Sonic misappropriation of musical instruments and lyrical folly, these are the watchwords which British artists / collaborators, Beagles & Ramsay have observed in the production of their first, and possibly last, album “Can’t Pay Won’t Pay”. Based in Glasgow, the duo’s album is released here on the 23rd of August on New Heads on the Block, a sub division of the infamously hit and miss Dutch label Nieuw Hoofschudden.

As the often hilarious press release reminds us, this is a smorgasbord of a record which spans a warped musical universe. From the rhumba based sing-a-long of “Granny You Love Mince” – an insidious reworking of Clive Dunn’s criminal virus “Grandad”, to the free form sampling of “All On Expenses” or the grinding bass rift and percussive drums of Geezer Gotta Flamethrower”, this is an album where there really is something for everyone. Granted some of these audio gifts may be unwelcome, some of them may even be unpalatable, but the duo can’t be faulted for their egalitarian leanings – however skewed.

Graham Ramsay is the prime culprit, committing to CD such hienous lyrical rants as, “Oh Rotten Molar” a reworking of the Scottish national anthem, Flower of Scotland. The original, a rousing battle cry of defiance and unity, is here reprocessed into a dark, gothic ‘celebration’ of the appalling state and decay of Scottish teeth (the worst in Europe I believe).
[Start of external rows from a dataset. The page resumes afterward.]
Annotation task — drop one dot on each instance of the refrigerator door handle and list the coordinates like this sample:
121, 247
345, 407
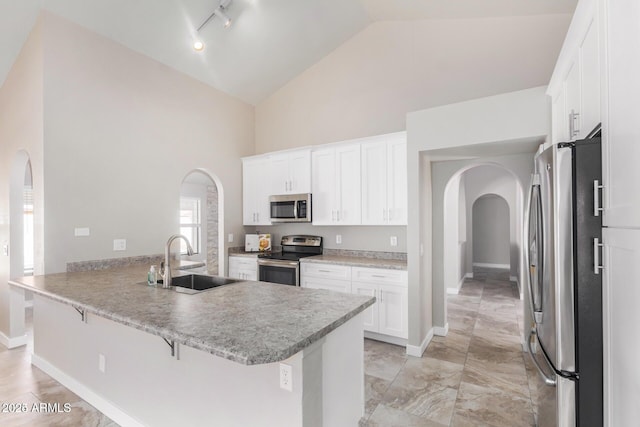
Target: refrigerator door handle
548, 381
535, 269
596, 256
596, 198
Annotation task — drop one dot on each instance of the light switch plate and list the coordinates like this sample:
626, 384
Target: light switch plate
286, 377
82, 231
119, 244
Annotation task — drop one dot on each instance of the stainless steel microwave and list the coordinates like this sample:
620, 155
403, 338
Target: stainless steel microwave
290, 208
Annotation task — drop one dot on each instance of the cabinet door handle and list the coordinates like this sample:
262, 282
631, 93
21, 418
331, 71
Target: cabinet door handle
596, 256
596, 198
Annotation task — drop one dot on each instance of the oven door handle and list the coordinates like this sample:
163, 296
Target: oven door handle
278, 263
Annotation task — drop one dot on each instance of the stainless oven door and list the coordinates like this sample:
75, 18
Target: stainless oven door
279, 271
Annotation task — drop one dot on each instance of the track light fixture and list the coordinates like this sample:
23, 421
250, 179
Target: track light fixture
198, 45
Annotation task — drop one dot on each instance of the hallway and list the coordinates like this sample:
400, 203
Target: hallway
475, 376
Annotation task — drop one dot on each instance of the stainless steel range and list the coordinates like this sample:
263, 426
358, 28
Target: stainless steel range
284, 267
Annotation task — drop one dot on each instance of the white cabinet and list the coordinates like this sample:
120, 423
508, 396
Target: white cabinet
335, 185
255, 195
621, 121
326, 276
389, 315
621, 317
290, 172
575, 85
243, 267
384, 180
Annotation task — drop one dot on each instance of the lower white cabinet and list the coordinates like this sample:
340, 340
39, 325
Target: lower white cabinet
388, 316
621, 317
243, 267
326, 276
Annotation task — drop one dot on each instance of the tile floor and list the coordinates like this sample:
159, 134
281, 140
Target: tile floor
475, 376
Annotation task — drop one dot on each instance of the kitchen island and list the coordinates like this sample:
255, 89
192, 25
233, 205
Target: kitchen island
154, 356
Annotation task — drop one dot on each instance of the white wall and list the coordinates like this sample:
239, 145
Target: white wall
116, 121
510, 119
369, 84
491, 232
21, 111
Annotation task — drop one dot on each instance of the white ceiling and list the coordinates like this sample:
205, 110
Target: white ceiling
269, 42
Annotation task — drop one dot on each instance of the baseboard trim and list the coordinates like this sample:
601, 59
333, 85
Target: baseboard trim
441, 331
417, 351
13, 342
385, 338
97, 401
490, 265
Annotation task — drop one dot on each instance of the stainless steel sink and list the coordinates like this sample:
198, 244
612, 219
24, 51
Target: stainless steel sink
199, 282
196, 283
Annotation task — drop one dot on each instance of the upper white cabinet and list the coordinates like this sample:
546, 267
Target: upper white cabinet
335, 185
384, 180
621, 115
290, 172
243, 267
575, 84
255, 195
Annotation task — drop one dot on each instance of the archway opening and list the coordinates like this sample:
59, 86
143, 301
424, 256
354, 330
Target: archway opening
201, 219
28, 223
462, 189
490, 218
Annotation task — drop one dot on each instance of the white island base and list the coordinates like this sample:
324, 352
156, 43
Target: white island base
144, 385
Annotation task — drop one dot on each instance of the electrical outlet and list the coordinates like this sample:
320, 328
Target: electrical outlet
286, 377
102, 363
119, 244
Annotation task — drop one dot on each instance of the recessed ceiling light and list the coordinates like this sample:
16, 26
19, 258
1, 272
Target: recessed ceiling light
198, 46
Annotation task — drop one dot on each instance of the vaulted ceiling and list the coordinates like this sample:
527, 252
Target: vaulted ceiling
268, 43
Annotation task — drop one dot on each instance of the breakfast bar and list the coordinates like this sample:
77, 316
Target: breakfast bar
147, 355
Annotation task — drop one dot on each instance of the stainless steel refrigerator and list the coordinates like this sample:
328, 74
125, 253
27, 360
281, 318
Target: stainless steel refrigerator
562, 242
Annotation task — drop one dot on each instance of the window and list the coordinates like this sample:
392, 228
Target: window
190, 223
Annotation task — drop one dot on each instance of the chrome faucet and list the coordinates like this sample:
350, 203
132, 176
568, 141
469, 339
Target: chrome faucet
166, 275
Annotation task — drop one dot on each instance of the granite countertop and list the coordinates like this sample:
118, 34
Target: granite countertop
244, 253
247, 322
356, 261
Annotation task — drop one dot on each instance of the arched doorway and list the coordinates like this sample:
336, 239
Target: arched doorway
490, 218
21, 248
202, 219
462, 189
This track allows Ramsay to fully expose his gargantuan talent as scribe – he is perhaps in his native land only equalled by the great poet William McGonigal. With wailing pipes and maudling drums, his limited vocal stylings offer the following incantations,

“Oh rotten molar, when will we see your like again? That chewed and ground for, our hunger there to end, our hunger blinds us and sugar sweets we munch and munch again, till thou art broken and black as night”.

I’m sure the notoriously po-faced art world don’t know what to make of such blatant acts of unrepentant disrespect for national pride. Luckily those of you not stunted by a slavish, desperate mission to appeal cool and cerebral, can enjoy the joke.

This kind of appalling humour, simultaneously funny yet desperate, fills this album . “Geezer Gotta Flamethower”, which the duo recently played live on Australia’s ABC Saturday Live radio show is the obvious standout track . Beagles & Ramsay, bullish in their folly, assured me, that this “will be the track the people will love”. Beagles, a rather surly character with other worldly hair and peculiarly long eye lashes, broke out of his somnambulist trance when this track was mentioned. On hearing the song I was curiously moved to share his enthusiasm. Sitting heavily on top of the bass and drums – “like a slab of lorne on tripe” is how one notable critic described it – Ramsay rants and raves in an extraordinary Mockney Cockney accent detailing the exploits of Gary the Misunderstood Toddler, a malcontent babe in arms, terrorizing the family with home made flamethrower. Ramsay, aping the paternalistic impulse to protect, wails repeatedly at his son’s wayward instincts, and his propensity to “nick my bleedin’ fags’. Plaintively he cries for his son and heir “to get back in this bleedin’ house, your mother’s got your pie on the table”, but to no avail. Gary, a free spirit, is simply beyond the scriptures of the law. Gary is close enough to the fevered, surrealistic scaremongering of the tabloids to ensure that any belly laughs are scorched with reality.